W mieszkaniu wiąz będzie z roku na rok bardziej marnieć, a każda zima bez zimowego spoczynku będzie dla niego kolejnym "gwoździem do trumny".

Pozdrawiam :-)

Anonymous - 2010-10-13, 22:28

Witam,
jestem tu nowy i od 2 dni mam drzewko Bonsai. Dokładniej to Wiąz Drobnolistny. Mam z nim mały problem, gubi liście. Zawsze chciałem mieć takie drzewko i nie chce niczego popsuć. Zraszam go spryskiwaczem. Stoi na parapecie, pod którym jest grzejnik. Dziś postawiłem koło niego miskę z wodą. Ale martwi mnie te jego gubienie liści. I jeszcze coś na temat zimowania. Czy zostawić go na parapecie czy wynieść do piwnicy (z malutkim okienkiem)?

PS. Zaraz napiszecie, żebym przeczytał forum i szukał w google, ale szukałem i nic nie ma precyzyjnie.

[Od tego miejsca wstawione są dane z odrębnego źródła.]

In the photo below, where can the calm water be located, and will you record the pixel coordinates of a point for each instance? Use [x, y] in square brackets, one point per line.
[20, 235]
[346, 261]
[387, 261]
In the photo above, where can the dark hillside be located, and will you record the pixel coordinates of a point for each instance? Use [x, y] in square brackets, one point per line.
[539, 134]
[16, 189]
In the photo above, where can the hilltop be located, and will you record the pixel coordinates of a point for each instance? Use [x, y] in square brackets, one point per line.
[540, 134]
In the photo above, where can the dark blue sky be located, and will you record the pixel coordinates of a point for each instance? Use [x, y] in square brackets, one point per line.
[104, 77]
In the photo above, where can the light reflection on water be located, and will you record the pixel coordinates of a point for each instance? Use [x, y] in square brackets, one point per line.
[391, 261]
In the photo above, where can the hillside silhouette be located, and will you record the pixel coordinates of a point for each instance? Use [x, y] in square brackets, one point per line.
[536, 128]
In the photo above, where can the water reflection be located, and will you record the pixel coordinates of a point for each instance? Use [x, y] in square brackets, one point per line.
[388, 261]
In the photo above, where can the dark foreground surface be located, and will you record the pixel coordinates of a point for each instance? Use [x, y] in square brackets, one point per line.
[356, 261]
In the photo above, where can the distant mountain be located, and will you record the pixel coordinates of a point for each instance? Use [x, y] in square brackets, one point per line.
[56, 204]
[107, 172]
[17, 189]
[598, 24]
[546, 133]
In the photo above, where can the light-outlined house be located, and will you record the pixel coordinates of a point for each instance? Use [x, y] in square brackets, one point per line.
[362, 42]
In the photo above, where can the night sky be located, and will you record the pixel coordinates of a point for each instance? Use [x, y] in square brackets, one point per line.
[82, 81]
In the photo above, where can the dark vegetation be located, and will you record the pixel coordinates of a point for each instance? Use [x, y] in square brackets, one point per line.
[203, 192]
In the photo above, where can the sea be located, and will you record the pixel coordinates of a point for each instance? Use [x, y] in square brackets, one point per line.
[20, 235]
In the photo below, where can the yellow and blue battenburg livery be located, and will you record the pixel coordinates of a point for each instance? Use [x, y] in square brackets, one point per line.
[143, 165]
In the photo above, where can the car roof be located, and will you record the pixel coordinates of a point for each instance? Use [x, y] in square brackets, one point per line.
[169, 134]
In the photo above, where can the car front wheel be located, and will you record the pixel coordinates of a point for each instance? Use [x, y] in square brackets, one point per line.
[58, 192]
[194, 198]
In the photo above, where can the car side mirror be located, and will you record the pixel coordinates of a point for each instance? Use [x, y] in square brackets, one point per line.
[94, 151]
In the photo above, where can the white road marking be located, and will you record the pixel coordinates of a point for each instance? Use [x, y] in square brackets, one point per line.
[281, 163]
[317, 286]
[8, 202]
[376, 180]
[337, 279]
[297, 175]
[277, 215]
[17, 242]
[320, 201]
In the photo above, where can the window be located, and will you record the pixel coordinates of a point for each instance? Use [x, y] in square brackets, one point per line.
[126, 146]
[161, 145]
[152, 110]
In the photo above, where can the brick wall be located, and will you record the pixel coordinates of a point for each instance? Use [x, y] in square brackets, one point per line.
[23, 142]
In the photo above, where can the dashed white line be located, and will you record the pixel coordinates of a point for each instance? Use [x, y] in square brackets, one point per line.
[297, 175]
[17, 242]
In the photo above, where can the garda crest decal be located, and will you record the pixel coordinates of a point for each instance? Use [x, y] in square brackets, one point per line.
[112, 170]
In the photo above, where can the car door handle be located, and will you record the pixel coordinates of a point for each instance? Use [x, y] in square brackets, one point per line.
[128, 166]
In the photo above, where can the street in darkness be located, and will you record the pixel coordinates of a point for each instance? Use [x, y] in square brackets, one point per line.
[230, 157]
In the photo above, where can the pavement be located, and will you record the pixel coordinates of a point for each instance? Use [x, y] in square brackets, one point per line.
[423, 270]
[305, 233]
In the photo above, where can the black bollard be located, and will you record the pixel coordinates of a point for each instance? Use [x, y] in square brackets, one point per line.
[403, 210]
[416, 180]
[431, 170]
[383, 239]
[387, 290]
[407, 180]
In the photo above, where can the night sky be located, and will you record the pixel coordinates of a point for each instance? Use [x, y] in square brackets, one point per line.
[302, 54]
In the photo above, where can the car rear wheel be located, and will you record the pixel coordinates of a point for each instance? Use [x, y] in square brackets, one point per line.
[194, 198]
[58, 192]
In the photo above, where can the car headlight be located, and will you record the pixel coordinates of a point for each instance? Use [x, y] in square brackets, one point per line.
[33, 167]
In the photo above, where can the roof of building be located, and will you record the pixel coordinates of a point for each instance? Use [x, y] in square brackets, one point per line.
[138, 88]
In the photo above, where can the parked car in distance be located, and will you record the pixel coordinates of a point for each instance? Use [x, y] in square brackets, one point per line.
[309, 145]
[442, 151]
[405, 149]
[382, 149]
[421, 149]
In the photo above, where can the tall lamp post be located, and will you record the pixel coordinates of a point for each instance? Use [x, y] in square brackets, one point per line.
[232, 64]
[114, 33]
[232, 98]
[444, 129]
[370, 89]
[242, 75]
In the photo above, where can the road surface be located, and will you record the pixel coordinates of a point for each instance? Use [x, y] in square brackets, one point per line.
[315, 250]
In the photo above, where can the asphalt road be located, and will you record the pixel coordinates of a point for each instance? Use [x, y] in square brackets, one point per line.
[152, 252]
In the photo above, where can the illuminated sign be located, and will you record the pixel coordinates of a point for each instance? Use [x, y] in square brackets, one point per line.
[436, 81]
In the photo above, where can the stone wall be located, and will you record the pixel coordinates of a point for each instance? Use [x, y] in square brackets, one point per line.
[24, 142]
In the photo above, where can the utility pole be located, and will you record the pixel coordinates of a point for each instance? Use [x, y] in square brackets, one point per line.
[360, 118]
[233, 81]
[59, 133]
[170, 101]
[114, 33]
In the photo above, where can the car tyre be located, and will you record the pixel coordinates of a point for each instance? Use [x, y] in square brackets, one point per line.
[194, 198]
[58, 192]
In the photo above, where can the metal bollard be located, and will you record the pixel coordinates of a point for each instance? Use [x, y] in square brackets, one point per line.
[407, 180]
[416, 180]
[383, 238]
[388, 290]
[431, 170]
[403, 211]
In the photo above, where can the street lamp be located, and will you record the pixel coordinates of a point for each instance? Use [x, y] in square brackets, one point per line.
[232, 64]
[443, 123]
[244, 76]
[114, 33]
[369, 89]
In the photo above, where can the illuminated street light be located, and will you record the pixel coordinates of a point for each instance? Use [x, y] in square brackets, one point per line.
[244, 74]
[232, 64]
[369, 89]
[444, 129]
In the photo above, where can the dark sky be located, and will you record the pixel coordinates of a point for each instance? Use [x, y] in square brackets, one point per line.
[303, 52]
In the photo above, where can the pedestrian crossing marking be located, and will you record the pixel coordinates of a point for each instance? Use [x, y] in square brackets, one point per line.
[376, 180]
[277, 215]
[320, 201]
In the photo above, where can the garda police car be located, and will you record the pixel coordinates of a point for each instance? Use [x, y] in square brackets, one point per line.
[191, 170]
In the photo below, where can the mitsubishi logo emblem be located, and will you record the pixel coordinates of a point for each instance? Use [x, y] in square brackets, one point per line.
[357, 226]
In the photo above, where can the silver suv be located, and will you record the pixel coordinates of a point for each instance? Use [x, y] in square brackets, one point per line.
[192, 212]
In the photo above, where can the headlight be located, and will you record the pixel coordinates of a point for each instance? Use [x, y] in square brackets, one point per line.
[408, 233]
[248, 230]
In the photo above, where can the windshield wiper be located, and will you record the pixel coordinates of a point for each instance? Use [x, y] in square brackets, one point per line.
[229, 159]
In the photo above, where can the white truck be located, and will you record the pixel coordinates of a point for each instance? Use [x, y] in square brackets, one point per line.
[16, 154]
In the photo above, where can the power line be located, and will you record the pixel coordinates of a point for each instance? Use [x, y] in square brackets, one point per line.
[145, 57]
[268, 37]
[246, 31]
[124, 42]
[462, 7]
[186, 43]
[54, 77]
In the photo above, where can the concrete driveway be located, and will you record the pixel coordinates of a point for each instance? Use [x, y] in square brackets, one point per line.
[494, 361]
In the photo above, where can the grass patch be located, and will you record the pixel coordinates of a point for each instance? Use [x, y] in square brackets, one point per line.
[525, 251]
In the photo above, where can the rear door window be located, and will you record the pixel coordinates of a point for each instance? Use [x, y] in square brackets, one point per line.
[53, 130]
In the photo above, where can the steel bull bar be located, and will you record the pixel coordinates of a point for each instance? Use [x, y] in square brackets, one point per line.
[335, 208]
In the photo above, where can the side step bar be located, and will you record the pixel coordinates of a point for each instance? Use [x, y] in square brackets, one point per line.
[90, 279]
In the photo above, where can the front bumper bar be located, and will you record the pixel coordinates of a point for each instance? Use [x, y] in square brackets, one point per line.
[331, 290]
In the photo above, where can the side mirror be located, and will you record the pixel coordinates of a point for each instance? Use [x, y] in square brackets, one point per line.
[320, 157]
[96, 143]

ItalianCopper - 2010-10-13, 22:42

Krótko zwięźle i na temat. czas poszukiwań: ok. 3 min. Tada: http://bonsai.kamcio.com/viewtopic.php?t=2064
Anonymous - 2010-10-13, 23:02

Dziękuje. Ale nic nie ma o żółtych, opadających liściach, dziennie jeden liść opada. Mam nadzieję, że jest to spowodowane nadchodzącą zimą. :-(
A zimą, jak nie mam warunków (widne miejsce, bo chłodno to w piwnicy jest), to co się stanie z drzewkiem? Co dokładniej mam rozumieć przez słowo "zmarnieje". Jak coś to jutro mogę wrzucić zdjęcie drzewka.

EDIT:
Już chyba wiem, że to przez aklimatyzację ;)
"Przykładowo w przypadku ficusów często skutków aklimatyzacji nie zauważymy, a wiązy prawie zawsze reagują żółknięciem i częściowym opadaniem liści. "

dragonww - 2010-10-14, 23:25

Sprawdź czy nie ma takich małych pajęczynek ledwo widocznych jeśli sa to jest przędziorek. Poszukaj na forum co z tym zrobić.